The 3D models generated with parametric modelling are used for additive manufacturing and then are physicalised using 3D printers. “3D printing” is based on the layering of real parts from virtual data, be it with power glue, laser, UV light processing or electron beam [40]. “Additive Manufacturing”, in recent years, has become a new important field in the world of engineering and it is a professional application of the concept of “3D printing”. It ensures the employment in the 3D models of an assortment of reliable materials made in carbon, steel, aluminum, glass, high performance plastics and also ceramic [24, 39]. The use of AM within industry 4.0 means that the ultimate purpose of its application does not become important. “Design for function” or “design for production”, in the end, we will always be able to combine the avant-garde of new technologies with the ultimate aim of increasingly ambitious industrial objectives [4]. Since 1987, when the first 3D printer was invented, the concept of “Rapid Prototyping” (RP) has become a useful and fast tool to create and materialize ideas and design concepts. This is possible through the achievement of physicalizable digital 3D models coming from various fields of engineering, industry, and jewelry, up to, for example, working pieces of machinery. The limits of the use of 3D printers within the industry are linked to various technological aspects that initially restricted their use. The materials, the complex models to be made and their small print size led researchers and developers of business innovation to fields where prototyping of small and not too complex models was required.

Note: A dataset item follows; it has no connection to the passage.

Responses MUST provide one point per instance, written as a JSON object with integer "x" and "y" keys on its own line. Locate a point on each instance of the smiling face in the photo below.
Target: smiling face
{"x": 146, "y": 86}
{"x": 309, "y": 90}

This has guaranteed a remarkable technological development in the last 20 years of the RP,although there are still limitations related to surface finish and measurement uncertainty between the nominal model and the model obtained by the process. The use of this technology provides the complete freedom of shape needed to produce customized objects, managing to invent 3D printers such as to be able to build concrete constructions [23]. The technological advancement of 3D printers and the concept of RP has ensured the development of other types of applications within the field of industrial design: “Rapid Manufacturing” (RM) and “Rapid Tooling” (RT) [40]. RM is a production process designed and created in order to obtain complete products immediately usable without the need for subsequent finishing phases [48]. RT, on the other hand, is an ideational and creation process, connected to the revolution of manufacturing and design of production tools that must increasingly respond to the demands of Industry 4.0 [64]. Figure 1 shows and schematizes the various additive processes available to make objects with the aid of AM. The basic principle lies in creating each artifact as a superimposition of layers printed one on top of the other that give shape to the final 3D model. All the processes used are different from traditional ones such as subtractive or formative manufacturing in which the raw material is modeled or removed [66].

There are three main technologies used for 3D printing: Fused Deposition Modeling, Stereolithographic Apparatus, and Selective Laser Sintering [62].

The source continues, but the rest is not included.